Pronounced half integer quantum-Hall effect in gated epitaxial graphene grown on SiC (0001)

Large-area epitaxial graphene film by thermal decomposition of SiC wafer has provided a promising way to a viable electronics technology. By inserting a fully oxidized nanometer thin aluminum film as a seeding layer, graphene Hall-bar devices fabricated on the Si-face of SiC (0001) with high-$k$ ALD Al$_{2}$O$_{3}$ gate stack were examined.
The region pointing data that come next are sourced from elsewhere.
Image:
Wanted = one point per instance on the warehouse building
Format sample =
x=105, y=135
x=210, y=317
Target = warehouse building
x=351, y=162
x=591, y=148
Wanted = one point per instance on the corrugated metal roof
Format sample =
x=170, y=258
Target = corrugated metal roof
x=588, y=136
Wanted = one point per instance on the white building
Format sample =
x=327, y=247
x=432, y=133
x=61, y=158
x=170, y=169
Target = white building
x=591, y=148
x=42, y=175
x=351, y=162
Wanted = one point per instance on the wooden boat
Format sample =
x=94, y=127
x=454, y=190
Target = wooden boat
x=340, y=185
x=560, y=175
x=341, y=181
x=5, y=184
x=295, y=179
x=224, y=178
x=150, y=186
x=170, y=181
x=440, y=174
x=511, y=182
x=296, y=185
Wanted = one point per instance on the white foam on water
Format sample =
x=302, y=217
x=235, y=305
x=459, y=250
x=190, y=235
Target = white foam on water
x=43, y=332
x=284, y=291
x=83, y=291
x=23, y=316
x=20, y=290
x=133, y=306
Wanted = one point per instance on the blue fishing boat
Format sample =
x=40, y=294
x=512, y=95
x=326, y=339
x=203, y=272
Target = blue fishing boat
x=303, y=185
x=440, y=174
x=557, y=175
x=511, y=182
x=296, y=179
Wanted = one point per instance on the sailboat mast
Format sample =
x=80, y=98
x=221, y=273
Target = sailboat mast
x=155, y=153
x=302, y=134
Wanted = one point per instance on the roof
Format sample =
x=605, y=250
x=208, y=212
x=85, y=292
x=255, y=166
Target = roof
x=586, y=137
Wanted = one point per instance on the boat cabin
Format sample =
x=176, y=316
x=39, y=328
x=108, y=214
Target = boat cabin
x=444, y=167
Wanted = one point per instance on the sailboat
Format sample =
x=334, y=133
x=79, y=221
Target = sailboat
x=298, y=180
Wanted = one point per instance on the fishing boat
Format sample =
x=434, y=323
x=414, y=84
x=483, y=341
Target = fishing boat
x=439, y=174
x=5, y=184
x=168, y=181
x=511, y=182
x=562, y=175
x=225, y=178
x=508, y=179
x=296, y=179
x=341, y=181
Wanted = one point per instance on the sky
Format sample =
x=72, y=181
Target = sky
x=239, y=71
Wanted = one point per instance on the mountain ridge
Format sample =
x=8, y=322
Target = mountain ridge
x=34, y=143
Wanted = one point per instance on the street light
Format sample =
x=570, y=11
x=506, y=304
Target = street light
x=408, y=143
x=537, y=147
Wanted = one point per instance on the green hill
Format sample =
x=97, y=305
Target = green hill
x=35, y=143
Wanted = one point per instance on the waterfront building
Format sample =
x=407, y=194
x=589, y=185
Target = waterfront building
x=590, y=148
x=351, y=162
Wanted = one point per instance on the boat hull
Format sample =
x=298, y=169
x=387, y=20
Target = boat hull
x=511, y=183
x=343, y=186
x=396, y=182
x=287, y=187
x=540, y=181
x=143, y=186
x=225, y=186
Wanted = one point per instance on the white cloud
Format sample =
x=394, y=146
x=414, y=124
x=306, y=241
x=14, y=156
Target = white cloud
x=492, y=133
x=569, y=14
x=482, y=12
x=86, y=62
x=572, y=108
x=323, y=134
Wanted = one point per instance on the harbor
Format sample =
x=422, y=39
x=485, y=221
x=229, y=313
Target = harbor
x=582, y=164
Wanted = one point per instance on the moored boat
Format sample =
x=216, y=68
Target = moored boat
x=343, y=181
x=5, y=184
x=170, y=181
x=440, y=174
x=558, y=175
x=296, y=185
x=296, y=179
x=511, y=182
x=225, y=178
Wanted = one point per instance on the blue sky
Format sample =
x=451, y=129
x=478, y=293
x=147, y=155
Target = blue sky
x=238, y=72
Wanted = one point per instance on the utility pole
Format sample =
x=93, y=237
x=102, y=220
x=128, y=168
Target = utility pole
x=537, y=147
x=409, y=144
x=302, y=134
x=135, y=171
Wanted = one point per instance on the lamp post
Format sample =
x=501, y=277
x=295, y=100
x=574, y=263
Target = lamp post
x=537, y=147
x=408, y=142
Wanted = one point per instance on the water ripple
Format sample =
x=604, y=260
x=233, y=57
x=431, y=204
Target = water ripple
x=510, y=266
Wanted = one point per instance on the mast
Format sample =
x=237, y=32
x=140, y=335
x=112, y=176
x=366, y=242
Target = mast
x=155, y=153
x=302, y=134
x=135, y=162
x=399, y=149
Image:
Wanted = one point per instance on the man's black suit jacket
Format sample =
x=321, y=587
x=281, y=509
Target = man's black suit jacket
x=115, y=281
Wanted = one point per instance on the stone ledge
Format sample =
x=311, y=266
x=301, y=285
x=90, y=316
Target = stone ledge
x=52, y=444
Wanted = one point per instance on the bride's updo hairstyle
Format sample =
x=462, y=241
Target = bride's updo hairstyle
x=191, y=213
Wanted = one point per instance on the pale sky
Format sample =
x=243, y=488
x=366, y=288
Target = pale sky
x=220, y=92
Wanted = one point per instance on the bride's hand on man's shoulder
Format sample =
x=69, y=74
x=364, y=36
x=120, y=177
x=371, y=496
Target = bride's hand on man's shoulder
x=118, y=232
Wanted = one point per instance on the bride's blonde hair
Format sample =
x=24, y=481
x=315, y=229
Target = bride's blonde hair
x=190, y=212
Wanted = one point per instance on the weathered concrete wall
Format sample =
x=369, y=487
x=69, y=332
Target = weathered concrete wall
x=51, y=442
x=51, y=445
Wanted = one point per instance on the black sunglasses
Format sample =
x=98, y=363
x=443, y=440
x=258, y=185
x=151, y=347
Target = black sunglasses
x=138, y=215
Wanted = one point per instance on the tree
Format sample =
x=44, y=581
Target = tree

At low temperatures, the half integer quantum-Hall effect in Hall resistance is observed along with pronounced Shubnikov-de Haas oscillations in diagonal magneto-resistance, which confirmed that the electrical properties of epitaxial graphene on SiC are essentially the same as those in exfoliated graphene films [1-4]. With top-gate modulation, the last quantum Hall plateau is especially pronounced and retains well-defined even at temperatures as high as 70K, reaching the temperature limit of the present experimental setup. From weak localization peak fitting, the phase coherence length of the gated epitaxial graphene is determined to be $\sim $ 1$\mu $m at 1K and $\sim $ 200 nm at 70 K. [1] T. Shen et al. Appl. Phys. Lett. 95, 172105 (2009). [2] J. Jobst et al., arXiv:0908.1900v1. [3] X. Wu et al., arXiv:0908.4112. [4] A. Tzalenchuk et al., arXiv:0909.1220.